When you have your cholesterol checked, you are normally given a single value, say between 4 and 6 (the units are in millimoles per litre of blood – mMol/L) and likely informed that an ideal value is around 5.2mm/l. This is a measure of your Total Cholesterol (TC). Basically, this is the total of your LDLs and HDLs. However, what this doesn’t tell you is how much of this total is ‘bad’ LDL and how much is ‘good’ HDL. Current research now tells us that whilst high TC levels are not good for cardiovascular health, perhaps more importantly may be the need for high HDLs as a key preventor of heart disease. Many doctors are now consider the ratio of LDL/HDL or TC/HDL as better predictors of heart disease risk, than TC on its own.
Additionally, a low level of triglycerides (TGs) is also highly desirable for coronary prevention.
Most certainly, diet can certainly help control your blood lipids (fats) and that’s one good reason why low fat, high fibre eating plans are now routinely recommended. But exercise also has a very important part to play in controlling both cholesterol and triglycerides.

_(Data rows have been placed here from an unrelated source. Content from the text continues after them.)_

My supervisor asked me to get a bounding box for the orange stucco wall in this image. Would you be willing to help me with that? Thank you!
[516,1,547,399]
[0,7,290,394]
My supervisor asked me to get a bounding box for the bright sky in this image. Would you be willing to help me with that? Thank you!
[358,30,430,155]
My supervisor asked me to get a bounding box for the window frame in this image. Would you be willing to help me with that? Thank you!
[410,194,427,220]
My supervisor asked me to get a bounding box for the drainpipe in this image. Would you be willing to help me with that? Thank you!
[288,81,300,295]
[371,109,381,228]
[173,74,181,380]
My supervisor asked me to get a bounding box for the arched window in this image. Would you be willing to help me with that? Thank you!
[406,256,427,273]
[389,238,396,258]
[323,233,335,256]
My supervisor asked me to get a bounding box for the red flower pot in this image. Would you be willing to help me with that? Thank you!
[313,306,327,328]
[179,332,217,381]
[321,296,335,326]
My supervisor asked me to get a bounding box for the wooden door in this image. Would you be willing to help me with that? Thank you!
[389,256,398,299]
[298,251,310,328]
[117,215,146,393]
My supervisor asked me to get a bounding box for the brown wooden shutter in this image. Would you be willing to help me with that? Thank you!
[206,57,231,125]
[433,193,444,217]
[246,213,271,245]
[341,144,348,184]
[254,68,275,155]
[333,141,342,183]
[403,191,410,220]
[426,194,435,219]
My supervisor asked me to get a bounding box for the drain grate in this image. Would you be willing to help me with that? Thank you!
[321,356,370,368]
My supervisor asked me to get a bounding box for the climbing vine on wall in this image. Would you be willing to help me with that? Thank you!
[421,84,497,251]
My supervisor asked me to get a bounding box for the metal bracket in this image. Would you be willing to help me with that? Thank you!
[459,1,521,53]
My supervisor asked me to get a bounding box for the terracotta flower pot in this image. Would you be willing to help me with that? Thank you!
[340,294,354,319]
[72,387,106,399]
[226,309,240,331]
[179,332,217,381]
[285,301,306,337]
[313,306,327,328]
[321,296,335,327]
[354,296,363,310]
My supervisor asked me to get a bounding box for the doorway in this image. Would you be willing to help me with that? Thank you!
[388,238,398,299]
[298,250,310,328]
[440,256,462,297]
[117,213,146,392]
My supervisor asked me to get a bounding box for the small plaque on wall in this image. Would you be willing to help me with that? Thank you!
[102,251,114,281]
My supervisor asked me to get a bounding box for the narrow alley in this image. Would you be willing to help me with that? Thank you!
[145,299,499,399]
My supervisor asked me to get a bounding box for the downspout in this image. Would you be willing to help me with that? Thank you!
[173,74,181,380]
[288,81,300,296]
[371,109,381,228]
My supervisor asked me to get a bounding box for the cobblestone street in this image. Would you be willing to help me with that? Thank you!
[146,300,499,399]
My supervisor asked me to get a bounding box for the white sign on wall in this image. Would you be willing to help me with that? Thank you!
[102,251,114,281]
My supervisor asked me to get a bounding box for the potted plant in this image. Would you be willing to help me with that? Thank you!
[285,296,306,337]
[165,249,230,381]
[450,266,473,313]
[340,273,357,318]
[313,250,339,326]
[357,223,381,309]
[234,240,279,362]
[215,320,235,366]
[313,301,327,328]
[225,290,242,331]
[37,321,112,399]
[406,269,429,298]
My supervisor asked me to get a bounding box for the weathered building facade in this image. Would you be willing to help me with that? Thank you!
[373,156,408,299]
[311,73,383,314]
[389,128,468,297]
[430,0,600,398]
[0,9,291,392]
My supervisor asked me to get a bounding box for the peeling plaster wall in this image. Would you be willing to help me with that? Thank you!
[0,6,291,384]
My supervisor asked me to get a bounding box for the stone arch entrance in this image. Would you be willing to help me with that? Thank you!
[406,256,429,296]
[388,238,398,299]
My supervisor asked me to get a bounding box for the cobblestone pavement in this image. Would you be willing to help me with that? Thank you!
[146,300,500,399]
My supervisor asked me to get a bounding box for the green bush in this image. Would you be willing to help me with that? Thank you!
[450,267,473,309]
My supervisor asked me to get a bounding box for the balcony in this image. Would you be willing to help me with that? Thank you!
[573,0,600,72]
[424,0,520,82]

Exercise will help raise your HDL profile…..
Many studies have now shown that regular aerobic exercise will considerably elevate your HDLs. In fact, most researchers consider exercise as a more powerful factor than diet in raising HDLs. Our own recent studies at University College Chester noted a 35% in HDLs with a group of sedentary ladies who undertook an 8-week course of moderately vigorous low impact aerobics. Women tend to have a naturally higher HDL level than men, so the potential for improving HDLs amongst males is significant. This is now thought to be one of the most significant reasons for the dramatic drop in coronary risk for active males.
Exercise will help lower your triglycerides…..
Significant changes in TGs have been shown by many researchers. One recent North American study reported a fall of 43% in TGs amongst a group of sedentary men and women who were asked to engage in aerobic exercise, such as brisk walking, for around 30 minutes, 3-4 times a week. Your body uses the TGs as a fuel for aerobic exercise – so exercise is a great way to lower your triglycerides.
Total Cholesterol and LDLs are also shown to be lower in active people, largely due to the generally healthier lifestyle, such as good eating habits, not smoking and moderate alcohol consumption.
Controlling blood fat levels is a key feature in improving the health of your heart.
A combination of low fat, high fibre healthy eating habits and taking regular aerobic physical activity are powerful ways of exercising this cholesterol control.
So, keep your blood profile healthy – eat sensibly and exercise regularly.